Diante disso, o IBGE define as situações urbana e rural segundo a localização do domicílio no município. A situação urbana corresponde às pessoas e os domicílios localizados nas áreas urbanizadas ou não, correspondentes às cidades, às vilas ou às áreas urbanas isoladas. A situação rural abarca a população e os domicílios que se encontram em toda a área situada fora dos limites urbanos, incluindo os aglomerados rurais de extensão urbana, os povoados e os núcleos.

Todavia, as principais críticas aos critérios brasileiros de determinação de espaços urbanos apontam para a inadequação de pequenos aglomerados receberem o título de cidades e serem considerados urbanos. A discussão central é a identificação mais precisa das categorias de cidade e de espaço urbano. Nesse sentido, Lima (2016) questiona se os críticos de determinação de espaços urbanos estariam propondo o fim da diferenciação entre os pequenos aglomerados e o campo?

Diante disso, Reis (2006) argumenta sobre a falta de precisão na delimitação do perímetro urbano dos municípios brasileiros, o que causa distorções no contexto territorial. O autor também destaca as dificuldades de se definir o que seja urbano e rural e afirma que são remotas as possibilidades de alcance real desses conceitos no território brasileiro.

Nesse contexto, retoma-se o entendimento de que a sociedade está em constante movimento e de que a realidade é dinâmica, complexa e pautada em relações dialéticas que transformam constantemente o espaço. Assim, no atual período histórico, com a emergência e

a expansão do meio técnico-científico-informacional, em razão dos avanços da técnica e de sua expansão no espaço geográfico, a dinâmica sócio-espacial vem se tornando cada vez mais complexa, dificultando a distinção entre o rural e o urbano. Hoje, sob a égide do mercado que se torna global, há uma profunda interação da ciência e da técnica, que impõe mudanças à composição técnica e orgânica do território, tanto no meio rural quanto no meio urbano.

No campo, à proporção que a agricultura se moderniza e se tecniciza, o consumo produtivo passa a representar uma parcela importante das trocas entre os lugares da produção agrícola e as localidades urbanas. A cidade passa a se adaptar às demandas do campo, tornando-se o lócus da regulação do que se produz nas áreas agrícolas. Os fatores de coesão entre a cidade e o campo se tornam mais numerosos e fortes, em razão do nexo do consumo produtivo estar ligado à necessidade das demandas da produção da agricultura moderna de encontrar respostas imediatas na cidade mais próxima (SANTOS, 2008a; SANTOS, 2009).

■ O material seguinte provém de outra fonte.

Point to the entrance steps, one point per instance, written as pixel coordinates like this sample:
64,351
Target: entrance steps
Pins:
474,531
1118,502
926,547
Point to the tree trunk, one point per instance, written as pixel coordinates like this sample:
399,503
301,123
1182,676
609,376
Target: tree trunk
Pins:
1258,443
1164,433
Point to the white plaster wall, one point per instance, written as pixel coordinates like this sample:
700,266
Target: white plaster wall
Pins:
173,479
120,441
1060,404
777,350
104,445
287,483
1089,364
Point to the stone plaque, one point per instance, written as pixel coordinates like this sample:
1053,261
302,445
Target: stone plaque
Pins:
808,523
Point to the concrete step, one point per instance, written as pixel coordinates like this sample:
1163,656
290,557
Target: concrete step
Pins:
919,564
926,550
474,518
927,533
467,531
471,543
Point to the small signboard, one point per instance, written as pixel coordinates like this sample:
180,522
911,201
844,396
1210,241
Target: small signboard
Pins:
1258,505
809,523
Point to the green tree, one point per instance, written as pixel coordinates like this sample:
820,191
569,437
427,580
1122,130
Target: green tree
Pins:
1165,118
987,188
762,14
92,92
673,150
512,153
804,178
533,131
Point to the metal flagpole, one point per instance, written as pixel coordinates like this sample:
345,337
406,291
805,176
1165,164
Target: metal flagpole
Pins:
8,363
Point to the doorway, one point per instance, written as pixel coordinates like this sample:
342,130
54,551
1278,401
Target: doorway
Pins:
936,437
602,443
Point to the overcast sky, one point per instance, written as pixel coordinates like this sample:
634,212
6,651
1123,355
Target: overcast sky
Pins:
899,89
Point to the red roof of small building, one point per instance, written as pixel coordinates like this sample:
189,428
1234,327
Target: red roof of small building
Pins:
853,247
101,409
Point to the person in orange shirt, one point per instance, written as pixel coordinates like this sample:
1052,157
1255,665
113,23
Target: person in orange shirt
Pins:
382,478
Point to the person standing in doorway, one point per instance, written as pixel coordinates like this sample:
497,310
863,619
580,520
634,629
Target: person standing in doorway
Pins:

A dinâmica de ocupação do território também sofreu profundas transformações impulsionadas pelo processo de industrialização e pelo expressivo processo de urbanização. A urbanização se interiorizou transformando as áreas mais remotas do país. Havendo, assim, um significativo crescimento demográfico e uma expressiva migração para as cidades em busca de empregos.

O atual debate acerca das interpretações dos conceitos de cidade, campo, urbano e rural revela que é cada vez mais difícil identificar e delimitar os espaços urbano e rural e também separar o que é urbano do que é rural. O espaço geográfico, em razão de profundas transformações sócio-territoriais, tornou-se cada vez mais complexo a partir de novos eventos e ações que vão se inserindo e modificando o que antes era facilmente entendido como rural ou urbano.